As computer science is a science, we can reason about correctness. For a given problem and a given a set of constraints on computation and a bunch of desired outcomes, it is possible to articulate a correct answer that is independent of staffing or resourcing or timelines. Without knowledge of the right answer, it is impossible to know whether the problem has a solution.
So what?
Without the knowledge of a correct answer, it is elementary to spend a lot of time building wrong things. I am not talking about technical debt, but something so wrong that the only path forward is a complete and utter rewrite.
Let me give an example. Suppose you have a system where two entities must synchronize before the system converges to correct behavior. If the system assumed a human operator would observe and take action if the convergence doesn’t happen, and you wanted it to work without a human being, you need a new system.
Another example I like to use is the fallacy that it is possible to build a distributed system from a monolithic system by just adding RPC’s. The reality is that because of how RPC’s are different from a function call in a shared memory address. This approach doesn’t work. When failure modes get introduced in new places or timings of functions change, the system starts to break in all sorts of wonderfully wondrous ways. In my career, I have had to stop four different projects at four companies where this was the proposed direction.
Understanding whether the problem you’re trying to solve has a correct answer and that the proposal you’re making is correct is a critical element to any architecture.
In many ways, software architecture is proof of overall system correctness. For those who are knowledgeable in the field and understand the system well, it is possible to understand by reading the architecture spec whether the system is or is not correct.
So this brings me to the second important question.
2. What is the right answer, right now?
Money is what pays the bills. Often, I have found myself in debates over “the long-term answer” versus the “short term answer.” On the one hand are architects who are upset that we aren’t taking shortcuts to build the correct answer. On the other hand, some are frustrated that there is the immediate business value that could be derived if we were willing to make some sensible shortcuts.
I believe that any architecture that cannot deliver value right now is of no value. But wait, I hear you say you can’t deliver something in six months if it takes two years to build. True. But if you know what the long-term answer is, you can make better short-term trade-offs that move you along the long-term trajectory.

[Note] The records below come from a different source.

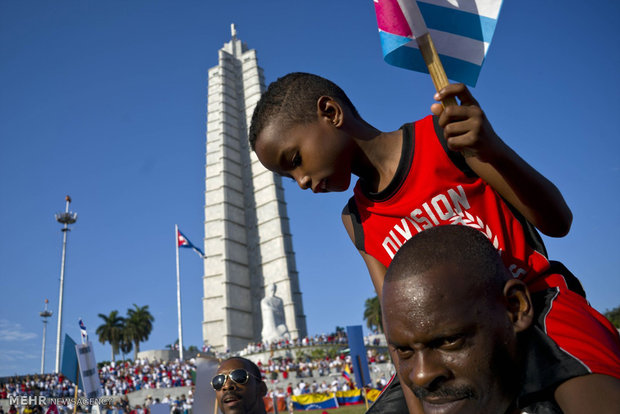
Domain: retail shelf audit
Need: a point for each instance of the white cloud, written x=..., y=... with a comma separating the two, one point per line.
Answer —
x=11, y=331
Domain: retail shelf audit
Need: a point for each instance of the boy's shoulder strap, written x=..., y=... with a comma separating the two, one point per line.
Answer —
x=358, y=230
x=456, y=157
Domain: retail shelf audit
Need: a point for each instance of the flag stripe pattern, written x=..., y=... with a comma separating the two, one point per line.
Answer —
x=183, y=241
x=314, y=401
x=462, y=33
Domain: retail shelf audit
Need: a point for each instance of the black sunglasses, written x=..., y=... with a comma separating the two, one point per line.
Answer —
x=238, y=376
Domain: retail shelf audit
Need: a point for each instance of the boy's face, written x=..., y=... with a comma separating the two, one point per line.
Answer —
x=317, y=155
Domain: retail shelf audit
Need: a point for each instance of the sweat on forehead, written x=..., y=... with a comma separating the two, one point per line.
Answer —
x=457, y=245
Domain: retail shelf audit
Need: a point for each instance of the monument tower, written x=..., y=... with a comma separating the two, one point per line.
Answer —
x=248, y=243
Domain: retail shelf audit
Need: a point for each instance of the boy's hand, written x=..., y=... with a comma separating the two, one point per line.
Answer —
x=465, y=126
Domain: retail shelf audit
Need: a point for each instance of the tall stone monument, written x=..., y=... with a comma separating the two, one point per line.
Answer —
x=248, y=243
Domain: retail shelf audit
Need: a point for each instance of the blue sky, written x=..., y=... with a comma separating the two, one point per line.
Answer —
x=106, y=101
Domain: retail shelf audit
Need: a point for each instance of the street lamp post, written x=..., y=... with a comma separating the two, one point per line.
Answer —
x=44, y=314
x=64, y=218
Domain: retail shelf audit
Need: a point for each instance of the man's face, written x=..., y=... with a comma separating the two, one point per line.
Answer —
x=455, y=348
x=236, y=398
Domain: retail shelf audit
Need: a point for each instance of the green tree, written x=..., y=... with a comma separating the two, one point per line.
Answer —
x=111, y=331
x=614, y=316
x=372, y=314
x=138, y=326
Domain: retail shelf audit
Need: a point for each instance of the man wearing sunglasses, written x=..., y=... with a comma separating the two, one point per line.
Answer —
x=239, y=388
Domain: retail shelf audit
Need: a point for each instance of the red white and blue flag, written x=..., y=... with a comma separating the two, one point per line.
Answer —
x=52, y=409
x=461, y=31
x=183, y=241
x=83, y=332
x=346, y=376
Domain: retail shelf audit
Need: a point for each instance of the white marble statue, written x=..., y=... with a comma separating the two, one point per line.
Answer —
x=274, y=323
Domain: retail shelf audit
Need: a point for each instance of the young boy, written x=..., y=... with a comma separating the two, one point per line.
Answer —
x=450, y=168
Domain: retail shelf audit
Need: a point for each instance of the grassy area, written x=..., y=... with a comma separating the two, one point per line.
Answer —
x=346, y=409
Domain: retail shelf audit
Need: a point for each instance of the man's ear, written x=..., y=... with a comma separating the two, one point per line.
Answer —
x=330, y=110
x=518, y=304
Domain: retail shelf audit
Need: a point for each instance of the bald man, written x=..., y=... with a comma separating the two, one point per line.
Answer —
x=461, y=329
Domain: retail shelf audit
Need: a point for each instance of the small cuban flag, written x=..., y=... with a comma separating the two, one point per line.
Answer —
x=461, y=31
x=52, y=409
x=183, y=241
x=83, y=332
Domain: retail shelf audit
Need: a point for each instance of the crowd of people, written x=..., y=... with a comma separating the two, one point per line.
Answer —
x=285, y=376
x=125, y=377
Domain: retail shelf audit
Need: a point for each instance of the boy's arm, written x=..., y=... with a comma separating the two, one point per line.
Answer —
x=467, y=129
x=377, y=274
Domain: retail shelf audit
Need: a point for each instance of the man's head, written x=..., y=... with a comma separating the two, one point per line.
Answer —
x=239, y=388
x=298, y=131
x=451, y=315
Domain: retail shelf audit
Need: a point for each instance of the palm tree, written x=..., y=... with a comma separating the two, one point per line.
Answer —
x=372, y=314
x=126, y=345
x=112, y=330
x=138, y=326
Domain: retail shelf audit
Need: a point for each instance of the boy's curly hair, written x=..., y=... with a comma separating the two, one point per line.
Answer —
x=292, y=98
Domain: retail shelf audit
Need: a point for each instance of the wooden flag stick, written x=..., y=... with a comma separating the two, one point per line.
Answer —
x=433, y=63
x=416, y=22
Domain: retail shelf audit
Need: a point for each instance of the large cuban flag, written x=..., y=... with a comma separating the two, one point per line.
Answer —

In effect, I believe that knowing what the correct answer is, allows you to evaluate whether the trade-offs of the short term answer are worth it.
Furthermore, understanding what the correct answer is, allows you to look at a short term answer and determine what set of use cases it will work for and what set of use cases it will not.
Finally, that understanding allows you to determine the business value of the short term answer. For example, if the short term answer is for 70% of the use cases, and that represents 97% of the revenue, then it may be okay. However, if it addresses 97% of the revenue that is shrinking rapidly and 0% of the revenue that is exploding, it may be a waste of time.
In conclusion, the notion that there is a trade-off between the long-term and the short-term is a fallacy. The long-term is always changing, and the short-term is what pays the bills, and software is a very malleable substance. Understanding the long-term allows you to make the right trade-offs in the short term such that the correct long-term answer is always within reach and that every step of the way, the exchanges are being made explicitly and not blindly. And software can always be changed. The question is how much.